I make $1 above minimum wage in Los Angeles, so I'm wealthy in a global sense but poor in a local sense. I just live a frugal life with few expenses or vices beyond gaming and smoking, and that's what enables me to tip generously and give to mutual aid groups. I probably eat out less often than the average American, and I don't own a car, but I'm OK with losing those things. I am able and willing to make those sacrifices, so I do so. If you're not able or not willing to make those sacrifices, that's your choice, but don't take the consequences of your choice out on the people who are on the bottom rung of society. That's just gross.
Maybe it used to be decades ago when we first formed our opinions about this stuff, but times have changed since then. Rent has done nothing but go up, while the federal minimum wage has been $7.25/hour since 2009 and the federal tipped minimum wage has been $2.13/hour since 1991. That 15% you gave in 2010 was used for cigarettes and drinks after work, maybe coffee the next morning, maybe putting a little bit into savings or paying for college. Today, that 15% is used for rent. Rent and gas. Rent and gas and maybe childcare. Tipping more than 15% is our way to actually tell someone that they deserve more than just the necessities--and I don't mean telling them with words or with comments on Lemmy, I mean telling them with action.

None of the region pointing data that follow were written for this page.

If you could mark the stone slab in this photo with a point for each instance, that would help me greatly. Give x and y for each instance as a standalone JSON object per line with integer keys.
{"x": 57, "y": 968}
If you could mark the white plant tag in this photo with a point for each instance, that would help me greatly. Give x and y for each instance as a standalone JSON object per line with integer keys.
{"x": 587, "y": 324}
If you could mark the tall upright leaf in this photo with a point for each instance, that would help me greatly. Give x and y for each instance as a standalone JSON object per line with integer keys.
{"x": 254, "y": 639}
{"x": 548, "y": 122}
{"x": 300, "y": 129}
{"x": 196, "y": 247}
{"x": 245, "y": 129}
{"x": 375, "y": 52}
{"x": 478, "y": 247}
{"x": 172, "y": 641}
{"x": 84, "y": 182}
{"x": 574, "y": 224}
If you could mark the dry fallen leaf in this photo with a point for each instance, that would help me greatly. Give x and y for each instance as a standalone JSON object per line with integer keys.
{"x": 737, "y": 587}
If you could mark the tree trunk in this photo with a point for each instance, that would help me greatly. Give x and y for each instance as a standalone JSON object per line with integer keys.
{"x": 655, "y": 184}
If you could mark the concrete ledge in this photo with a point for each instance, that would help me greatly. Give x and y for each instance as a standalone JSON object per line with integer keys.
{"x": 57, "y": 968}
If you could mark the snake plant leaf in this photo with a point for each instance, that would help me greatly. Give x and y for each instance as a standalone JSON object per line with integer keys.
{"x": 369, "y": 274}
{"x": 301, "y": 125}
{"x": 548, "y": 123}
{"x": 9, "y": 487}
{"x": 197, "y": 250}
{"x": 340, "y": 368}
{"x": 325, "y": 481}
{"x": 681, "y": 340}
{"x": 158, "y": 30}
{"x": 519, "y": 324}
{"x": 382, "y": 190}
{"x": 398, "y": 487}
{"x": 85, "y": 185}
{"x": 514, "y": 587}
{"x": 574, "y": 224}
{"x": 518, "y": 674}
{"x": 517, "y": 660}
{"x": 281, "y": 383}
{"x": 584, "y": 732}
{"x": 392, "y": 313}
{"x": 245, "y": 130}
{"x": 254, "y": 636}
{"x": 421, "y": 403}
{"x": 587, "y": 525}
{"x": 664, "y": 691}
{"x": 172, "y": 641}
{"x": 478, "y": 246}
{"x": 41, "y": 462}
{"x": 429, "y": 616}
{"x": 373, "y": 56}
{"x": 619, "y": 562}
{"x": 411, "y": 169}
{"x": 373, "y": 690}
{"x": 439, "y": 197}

Whether you respect them or not, those jobs still must exist until they are automated away. Casual dining and fine dining restaurants can't operate without servers--if that was possible, The Invisible Hand Of The Free Market would have eliminated that position centuries ago.
I'm saying they need to have some respect for themselves and refuse bullshit ass pay like that. And the vast majority of civilized nations have servers just fine without tipping/bull shit poverty wages. Service is better too.

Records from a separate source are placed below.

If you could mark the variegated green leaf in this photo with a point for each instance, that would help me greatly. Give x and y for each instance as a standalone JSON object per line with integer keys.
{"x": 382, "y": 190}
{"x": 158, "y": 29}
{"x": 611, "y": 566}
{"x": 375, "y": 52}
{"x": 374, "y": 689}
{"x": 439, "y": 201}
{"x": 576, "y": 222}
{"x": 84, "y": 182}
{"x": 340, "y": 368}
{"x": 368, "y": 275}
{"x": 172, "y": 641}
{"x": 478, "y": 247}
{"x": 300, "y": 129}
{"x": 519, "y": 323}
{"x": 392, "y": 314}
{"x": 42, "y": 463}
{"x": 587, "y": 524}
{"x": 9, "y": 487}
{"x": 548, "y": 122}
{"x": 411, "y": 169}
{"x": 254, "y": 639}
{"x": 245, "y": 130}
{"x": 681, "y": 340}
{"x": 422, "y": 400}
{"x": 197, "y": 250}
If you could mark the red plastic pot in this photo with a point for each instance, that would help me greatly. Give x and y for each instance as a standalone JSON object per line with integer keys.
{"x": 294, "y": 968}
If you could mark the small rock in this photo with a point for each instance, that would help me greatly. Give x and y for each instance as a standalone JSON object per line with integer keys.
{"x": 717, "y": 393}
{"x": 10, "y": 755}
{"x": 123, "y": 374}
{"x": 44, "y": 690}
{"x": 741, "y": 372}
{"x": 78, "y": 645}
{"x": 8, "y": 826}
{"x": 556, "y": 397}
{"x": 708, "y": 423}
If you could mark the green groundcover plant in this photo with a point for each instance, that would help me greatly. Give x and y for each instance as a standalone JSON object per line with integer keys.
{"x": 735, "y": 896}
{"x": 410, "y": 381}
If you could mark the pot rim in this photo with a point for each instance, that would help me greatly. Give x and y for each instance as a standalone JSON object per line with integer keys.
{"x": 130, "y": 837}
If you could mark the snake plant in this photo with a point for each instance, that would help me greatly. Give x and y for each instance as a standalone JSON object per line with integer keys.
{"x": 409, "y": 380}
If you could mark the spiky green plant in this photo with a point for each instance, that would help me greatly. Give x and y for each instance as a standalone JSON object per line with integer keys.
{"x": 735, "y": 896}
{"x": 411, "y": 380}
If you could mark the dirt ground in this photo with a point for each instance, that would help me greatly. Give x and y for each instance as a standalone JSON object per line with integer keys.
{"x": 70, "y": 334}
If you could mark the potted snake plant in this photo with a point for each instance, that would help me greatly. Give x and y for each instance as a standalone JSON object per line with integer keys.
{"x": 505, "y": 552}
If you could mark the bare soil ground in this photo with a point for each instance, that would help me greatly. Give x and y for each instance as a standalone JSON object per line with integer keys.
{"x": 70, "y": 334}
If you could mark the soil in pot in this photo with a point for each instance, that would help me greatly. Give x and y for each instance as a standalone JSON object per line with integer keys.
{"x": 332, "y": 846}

I understand what you're saying, and what you're saying is only concerned with individuals, not systems.
What I'm saying is that regardless of how many individual people turn that job down, the job listing at that wage will still exist. Eventually, someone who is down on their luck will become desperate enough to take it because they don't have any other options left.
They could be homeless people trying to afford the deposit on an apartment, or single dads trying to pay for field trips for their kids, or ex-cons locked out of conventional employment trying desperately to earn an honest living, or college students trying to buy one used textbook, or even uneducated twenty-somethings trying to build work history so they can stop working for tips.

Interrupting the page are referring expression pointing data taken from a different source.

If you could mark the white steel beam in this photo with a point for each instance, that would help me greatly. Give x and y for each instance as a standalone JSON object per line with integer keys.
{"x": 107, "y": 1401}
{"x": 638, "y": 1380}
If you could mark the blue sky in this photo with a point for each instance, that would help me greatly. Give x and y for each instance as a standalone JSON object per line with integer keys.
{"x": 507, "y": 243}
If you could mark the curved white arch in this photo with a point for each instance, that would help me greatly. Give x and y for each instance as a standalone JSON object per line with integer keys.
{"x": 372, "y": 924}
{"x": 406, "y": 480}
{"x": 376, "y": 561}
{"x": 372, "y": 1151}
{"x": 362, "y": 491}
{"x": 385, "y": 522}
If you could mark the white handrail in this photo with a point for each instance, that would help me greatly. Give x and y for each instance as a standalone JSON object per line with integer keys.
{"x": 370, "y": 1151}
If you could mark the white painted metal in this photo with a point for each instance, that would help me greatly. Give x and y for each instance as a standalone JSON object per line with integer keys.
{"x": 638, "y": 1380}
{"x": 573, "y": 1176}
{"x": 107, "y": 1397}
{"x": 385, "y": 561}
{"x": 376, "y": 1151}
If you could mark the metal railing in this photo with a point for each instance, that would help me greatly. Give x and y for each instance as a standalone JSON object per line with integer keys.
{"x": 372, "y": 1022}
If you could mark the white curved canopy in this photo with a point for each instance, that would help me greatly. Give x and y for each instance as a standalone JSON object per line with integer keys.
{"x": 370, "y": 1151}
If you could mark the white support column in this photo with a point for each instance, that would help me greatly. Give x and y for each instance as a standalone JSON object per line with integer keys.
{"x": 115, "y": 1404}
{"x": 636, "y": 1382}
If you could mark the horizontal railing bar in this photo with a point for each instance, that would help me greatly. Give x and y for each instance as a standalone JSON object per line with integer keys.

All of those desperate people, the people who have no choice but to tolerate the wage that you have too much self-respect to accept--they deserve nice things too. Their boss is a greedy, insufferable bastard who is willing to pay them the minimum that he is legally required to. If he could pay his employees less, he would do it in a heartbeat. By refusing to tip, you are climbing in to the same boat he's in, no matter what ideology you shout as you clamber over the gunwales.
If all you're going to do is repeat ideologies while ignoring material conditions, then that's your call, but I'm done spending my time with you if that's your choice.
I'm against tipping specifically because of having worked in food service jobs. I'm sorry if that doesn't fit your narrative. And neither of you have meaningfully responded to why the rest of the world manages fine without tipping, which really says it all.